Ora però devi farmi un favore, perché sono tanto triste! Dimmi la
cosa che voglio sentirmi dire più di tutte le altre, e sarò il nano
più felice del mondo
inviato alle 16:08
Avrei voluto urlargli in faccia quanto era maledettamente bello mentre
rideva scrivendomi, e si portava le ciocche ribelli prima dietro un
orecchio, poi dietro l'altro, sbuffando perché gli coprivano gli occhi.

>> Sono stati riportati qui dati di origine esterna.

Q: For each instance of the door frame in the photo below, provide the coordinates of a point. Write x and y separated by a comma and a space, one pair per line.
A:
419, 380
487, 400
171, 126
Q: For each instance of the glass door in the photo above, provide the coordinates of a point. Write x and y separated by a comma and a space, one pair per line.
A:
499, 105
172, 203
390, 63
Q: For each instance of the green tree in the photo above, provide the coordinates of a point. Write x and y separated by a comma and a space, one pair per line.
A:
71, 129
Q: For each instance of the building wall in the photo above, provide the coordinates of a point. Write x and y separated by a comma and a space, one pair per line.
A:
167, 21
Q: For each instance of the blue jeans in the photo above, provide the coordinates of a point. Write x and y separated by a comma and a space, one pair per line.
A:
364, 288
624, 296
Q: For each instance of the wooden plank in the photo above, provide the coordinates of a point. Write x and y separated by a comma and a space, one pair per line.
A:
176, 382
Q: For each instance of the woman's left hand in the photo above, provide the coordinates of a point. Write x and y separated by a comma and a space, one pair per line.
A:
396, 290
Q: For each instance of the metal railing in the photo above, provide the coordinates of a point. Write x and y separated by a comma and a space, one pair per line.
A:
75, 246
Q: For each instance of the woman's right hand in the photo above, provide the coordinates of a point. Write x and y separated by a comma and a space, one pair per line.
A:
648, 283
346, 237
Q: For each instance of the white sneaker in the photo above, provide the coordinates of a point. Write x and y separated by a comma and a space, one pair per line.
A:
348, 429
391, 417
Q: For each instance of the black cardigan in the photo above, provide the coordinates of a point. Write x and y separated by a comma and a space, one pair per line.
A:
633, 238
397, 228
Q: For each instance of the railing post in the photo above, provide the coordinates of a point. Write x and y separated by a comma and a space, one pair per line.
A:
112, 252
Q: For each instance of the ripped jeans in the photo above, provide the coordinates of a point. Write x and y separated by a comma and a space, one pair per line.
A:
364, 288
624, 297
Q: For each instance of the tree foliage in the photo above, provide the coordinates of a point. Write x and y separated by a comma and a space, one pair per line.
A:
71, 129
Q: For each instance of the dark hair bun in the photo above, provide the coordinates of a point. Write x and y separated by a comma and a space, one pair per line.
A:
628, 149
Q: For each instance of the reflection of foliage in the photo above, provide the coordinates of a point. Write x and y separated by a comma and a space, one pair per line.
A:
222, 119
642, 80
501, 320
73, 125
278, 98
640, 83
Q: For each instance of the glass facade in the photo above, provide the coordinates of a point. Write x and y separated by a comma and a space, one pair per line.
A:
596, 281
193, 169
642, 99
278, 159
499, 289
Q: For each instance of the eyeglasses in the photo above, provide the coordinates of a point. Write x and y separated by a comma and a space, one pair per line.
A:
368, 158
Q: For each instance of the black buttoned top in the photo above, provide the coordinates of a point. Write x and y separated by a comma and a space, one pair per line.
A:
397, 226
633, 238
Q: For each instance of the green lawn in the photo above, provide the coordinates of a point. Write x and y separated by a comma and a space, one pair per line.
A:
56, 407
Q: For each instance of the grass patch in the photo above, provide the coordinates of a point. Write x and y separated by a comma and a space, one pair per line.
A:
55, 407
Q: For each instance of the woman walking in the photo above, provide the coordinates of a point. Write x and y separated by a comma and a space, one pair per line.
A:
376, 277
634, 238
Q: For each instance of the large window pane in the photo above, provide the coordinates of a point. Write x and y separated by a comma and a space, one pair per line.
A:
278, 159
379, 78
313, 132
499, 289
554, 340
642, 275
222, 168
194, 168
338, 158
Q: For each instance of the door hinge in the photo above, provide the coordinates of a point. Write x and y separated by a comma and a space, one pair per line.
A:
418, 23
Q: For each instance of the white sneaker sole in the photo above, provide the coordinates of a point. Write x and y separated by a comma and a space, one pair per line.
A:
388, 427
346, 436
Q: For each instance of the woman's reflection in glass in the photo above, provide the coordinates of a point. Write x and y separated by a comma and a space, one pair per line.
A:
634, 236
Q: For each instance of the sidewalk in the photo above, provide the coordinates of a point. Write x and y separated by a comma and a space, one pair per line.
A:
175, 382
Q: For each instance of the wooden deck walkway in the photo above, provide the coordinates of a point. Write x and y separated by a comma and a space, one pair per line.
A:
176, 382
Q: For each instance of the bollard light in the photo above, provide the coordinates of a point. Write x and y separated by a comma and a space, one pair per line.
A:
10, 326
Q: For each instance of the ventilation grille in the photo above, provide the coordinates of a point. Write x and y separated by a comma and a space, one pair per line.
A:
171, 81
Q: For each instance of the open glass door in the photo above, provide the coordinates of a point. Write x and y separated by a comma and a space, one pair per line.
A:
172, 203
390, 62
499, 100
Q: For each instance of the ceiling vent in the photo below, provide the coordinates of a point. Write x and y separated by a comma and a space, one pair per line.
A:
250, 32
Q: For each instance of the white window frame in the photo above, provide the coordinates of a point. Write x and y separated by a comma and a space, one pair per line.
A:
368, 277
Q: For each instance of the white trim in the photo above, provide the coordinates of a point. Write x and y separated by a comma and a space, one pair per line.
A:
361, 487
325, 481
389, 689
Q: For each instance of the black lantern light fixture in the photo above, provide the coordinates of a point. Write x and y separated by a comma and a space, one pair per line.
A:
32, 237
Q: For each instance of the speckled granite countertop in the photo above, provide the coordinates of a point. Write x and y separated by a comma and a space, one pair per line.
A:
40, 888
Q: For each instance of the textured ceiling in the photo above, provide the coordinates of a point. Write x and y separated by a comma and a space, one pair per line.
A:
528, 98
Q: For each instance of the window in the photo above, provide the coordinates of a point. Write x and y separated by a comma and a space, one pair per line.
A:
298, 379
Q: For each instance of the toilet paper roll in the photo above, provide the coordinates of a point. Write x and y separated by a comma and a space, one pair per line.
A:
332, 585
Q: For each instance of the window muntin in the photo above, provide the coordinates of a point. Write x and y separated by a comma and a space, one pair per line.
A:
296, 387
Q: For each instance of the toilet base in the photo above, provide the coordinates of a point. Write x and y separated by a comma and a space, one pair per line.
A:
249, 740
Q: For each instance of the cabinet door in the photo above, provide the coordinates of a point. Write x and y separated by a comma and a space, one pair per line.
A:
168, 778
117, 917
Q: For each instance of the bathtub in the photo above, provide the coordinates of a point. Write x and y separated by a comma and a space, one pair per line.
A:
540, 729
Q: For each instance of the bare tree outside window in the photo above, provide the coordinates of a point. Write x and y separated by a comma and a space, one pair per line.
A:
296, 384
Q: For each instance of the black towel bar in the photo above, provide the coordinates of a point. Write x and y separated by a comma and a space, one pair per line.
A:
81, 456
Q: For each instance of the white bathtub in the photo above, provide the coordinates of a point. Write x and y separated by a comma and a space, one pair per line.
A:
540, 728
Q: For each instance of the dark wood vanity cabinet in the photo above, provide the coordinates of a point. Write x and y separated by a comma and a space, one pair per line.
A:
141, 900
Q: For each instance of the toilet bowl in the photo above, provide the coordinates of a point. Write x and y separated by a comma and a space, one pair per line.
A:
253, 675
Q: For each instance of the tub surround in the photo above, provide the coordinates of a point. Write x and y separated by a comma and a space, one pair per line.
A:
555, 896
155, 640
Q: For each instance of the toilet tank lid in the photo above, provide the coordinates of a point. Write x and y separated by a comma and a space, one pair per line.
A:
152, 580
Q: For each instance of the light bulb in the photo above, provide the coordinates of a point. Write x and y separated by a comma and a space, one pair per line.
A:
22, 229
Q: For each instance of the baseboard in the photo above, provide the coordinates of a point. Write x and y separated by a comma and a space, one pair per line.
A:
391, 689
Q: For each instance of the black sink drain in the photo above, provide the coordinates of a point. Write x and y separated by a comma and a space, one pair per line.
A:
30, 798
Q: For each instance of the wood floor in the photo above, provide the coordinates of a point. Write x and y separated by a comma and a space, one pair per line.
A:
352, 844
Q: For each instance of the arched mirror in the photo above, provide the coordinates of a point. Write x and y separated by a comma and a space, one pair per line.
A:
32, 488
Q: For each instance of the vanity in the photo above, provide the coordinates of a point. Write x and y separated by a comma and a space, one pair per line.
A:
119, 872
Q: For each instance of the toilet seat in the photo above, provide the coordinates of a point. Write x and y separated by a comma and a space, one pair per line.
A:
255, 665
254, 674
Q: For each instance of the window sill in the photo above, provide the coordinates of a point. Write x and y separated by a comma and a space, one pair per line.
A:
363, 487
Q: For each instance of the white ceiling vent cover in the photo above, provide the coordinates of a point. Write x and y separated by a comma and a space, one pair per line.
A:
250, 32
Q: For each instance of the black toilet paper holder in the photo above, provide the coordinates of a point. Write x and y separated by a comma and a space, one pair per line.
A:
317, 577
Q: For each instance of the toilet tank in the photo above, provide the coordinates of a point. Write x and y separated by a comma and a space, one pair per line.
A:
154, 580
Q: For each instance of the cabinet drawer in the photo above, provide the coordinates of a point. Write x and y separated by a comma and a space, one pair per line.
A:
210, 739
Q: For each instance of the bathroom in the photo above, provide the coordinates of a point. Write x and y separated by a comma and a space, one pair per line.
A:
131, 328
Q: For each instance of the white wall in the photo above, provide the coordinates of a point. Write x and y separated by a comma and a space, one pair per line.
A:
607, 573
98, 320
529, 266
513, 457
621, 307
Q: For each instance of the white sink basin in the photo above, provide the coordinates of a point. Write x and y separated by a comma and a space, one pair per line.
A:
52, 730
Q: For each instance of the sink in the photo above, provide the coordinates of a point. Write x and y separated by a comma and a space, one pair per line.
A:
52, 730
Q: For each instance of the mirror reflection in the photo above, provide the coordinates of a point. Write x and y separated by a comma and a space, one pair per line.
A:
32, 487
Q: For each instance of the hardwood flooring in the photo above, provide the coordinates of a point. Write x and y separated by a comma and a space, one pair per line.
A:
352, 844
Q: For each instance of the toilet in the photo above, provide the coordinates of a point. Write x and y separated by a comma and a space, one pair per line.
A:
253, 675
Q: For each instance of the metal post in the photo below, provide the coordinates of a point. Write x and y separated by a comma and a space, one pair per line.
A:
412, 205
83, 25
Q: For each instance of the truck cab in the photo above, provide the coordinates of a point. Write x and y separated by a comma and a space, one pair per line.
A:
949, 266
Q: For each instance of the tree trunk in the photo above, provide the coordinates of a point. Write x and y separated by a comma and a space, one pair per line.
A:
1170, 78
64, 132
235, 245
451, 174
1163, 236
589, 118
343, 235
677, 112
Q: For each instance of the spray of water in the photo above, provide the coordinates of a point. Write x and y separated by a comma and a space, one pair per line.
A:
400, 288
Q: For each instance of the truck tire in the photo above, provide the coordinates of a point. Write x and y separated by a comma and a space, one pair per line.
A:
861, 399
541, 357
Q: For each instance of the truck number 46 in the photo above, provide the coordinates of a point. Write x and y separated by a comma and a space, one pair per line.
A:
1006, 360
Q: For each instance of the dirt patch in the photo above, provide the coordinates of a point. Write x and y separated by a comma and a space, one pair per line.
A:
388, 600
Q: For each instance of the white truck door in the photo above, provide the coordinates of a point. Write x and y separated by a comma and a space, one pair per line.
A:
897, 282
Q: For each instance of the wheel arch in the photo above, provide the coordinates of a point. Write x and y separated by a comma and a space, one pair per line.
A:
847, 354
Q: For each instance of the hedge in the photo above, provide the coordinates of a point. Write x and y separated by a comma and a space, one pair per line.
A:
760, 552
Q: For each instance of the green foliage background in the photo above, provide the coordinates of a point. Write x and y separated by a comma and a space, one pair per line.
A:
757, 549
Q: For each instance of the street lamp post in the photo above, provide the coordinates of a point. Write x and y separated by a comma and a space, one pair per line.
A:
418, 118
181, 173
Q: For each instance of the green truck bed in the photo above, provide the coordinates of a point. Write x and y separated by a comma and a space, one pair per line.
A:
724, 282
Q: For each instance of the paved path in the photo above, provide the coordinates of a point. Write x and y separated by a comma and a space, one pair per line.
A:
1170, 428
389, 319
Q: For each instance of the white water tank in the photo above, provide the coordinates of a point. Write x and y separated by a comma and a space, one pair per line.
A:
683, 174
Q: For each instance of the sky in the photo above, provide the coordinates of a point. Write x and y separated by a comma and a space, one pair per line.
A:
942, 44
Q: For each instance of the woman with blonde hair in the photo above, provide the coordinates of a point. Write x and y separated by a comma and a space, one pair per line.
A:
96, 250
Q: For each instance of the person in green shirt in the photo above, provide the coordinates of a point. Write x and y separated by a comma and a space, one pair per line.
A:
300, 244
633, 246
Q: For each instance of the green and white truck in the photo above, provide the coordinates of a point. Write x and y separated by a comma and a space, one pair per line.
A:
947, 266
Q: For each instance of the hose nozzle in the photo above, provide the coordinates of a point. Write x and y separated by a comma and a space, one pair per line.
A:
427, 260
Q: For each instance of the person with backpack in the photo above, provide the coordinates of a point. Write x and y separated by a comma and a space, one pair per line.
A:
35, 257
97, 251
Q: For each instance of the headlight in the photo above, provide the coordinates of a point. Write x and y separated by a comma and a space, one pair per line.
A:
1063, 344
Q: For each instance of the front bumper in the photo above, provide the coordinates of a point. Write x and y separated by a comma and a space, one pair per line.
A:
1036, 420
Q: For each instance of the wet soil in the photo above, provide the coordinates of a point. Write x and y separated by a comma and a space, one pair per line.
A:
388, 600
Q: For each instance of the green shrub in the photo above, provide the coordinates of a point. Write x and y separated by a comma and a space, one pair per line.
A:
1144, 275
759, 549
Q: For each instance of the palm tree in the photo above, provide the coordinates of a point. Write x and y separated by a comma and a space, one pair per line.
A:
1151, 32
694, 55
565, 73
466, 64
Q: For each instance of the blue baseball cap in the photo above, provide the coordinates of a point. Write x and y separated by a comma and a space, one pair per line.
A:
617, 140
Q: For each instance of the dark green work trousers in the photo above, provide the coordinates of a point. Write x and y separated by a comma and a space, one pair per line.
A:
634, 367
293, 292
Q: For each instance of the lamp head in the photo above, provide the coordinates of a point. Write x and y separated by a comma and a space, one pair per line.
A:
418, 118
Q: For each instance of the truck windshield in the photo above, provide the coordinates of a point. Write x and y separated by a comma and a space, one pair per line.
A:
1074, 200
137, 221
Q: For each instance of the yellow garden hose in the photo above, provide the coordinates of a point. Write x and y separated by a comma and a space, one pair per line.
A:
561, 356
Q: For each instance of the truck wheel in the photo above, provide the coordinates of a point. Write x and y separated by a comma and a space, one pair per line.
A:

Lessi le sue parole con la fronte corrugata e le palpebre ridotte a due
fessure: non avevo idea di cosa volesse sentirsi dire e cominciai a
farmi prendere dal panico; era come se quel messaggio fosse scritto in
geroglifici. Mi feci mille domande, ma cestinai tutto. Non era il caso
di ribadire un altro "andrà tutto bene" o "con il tempo passerà tutto",
questo me l'aveva già detto lui stesso.
Ripescai il cellulare sballottolato di qua e di là sul sedile a causa
delle curve stradali.
Perché non mi dai un indizio? Al momento il mio cervello è un po'
fuori uso, sai com'è...
inviato alle 16:10
Riccardo <3
Il tuo cervello è sempre fuori uso! Se spremi le meningi un po' di
più non ti scoppia la testa, sai?
inviato alle 16:10
Mi balzò in mente una pazza idea, prima ancora che il mio cervello si
attivasse davvero e, una volta tanto, guidasse con un minimo di
razionalità le mie azioni.
Afferrai la mano del più piccolo, senza chiedermi più di una volta se
gli desse fastidio o no; scacciai le ansie e i brutti pensieri e chiusi
gli occhi. Mi lasciai guidare dal mio stupido istinto inaffidabile,
perché ogni cellula del mio corpo mi gridava di farlo. Erano due
parole, due stupide parole, eppure speravo che lui ne avrebbe colto
l'intero significato, tutto ciò che c'era dietro. Mossi le labbra così
come i miei nervi impazziti mi avevano imposto di fare, in un sussurro
che io stesso non sentii. Non sapevo neanche se lui avesse capito, se
io l'avessi detto bene, visto che non l'avevo mai fatto e, soprattutto,
se fosse la cosa giusta da fare.
Aprii prima una palpebra, cautamente, poi l'altra. Mi ritrovai i suoi
occhi sbarrati e lucidi di fronte, a pochi centimetri dai miei.
L'avevo reso il nanetto più felice del mondo.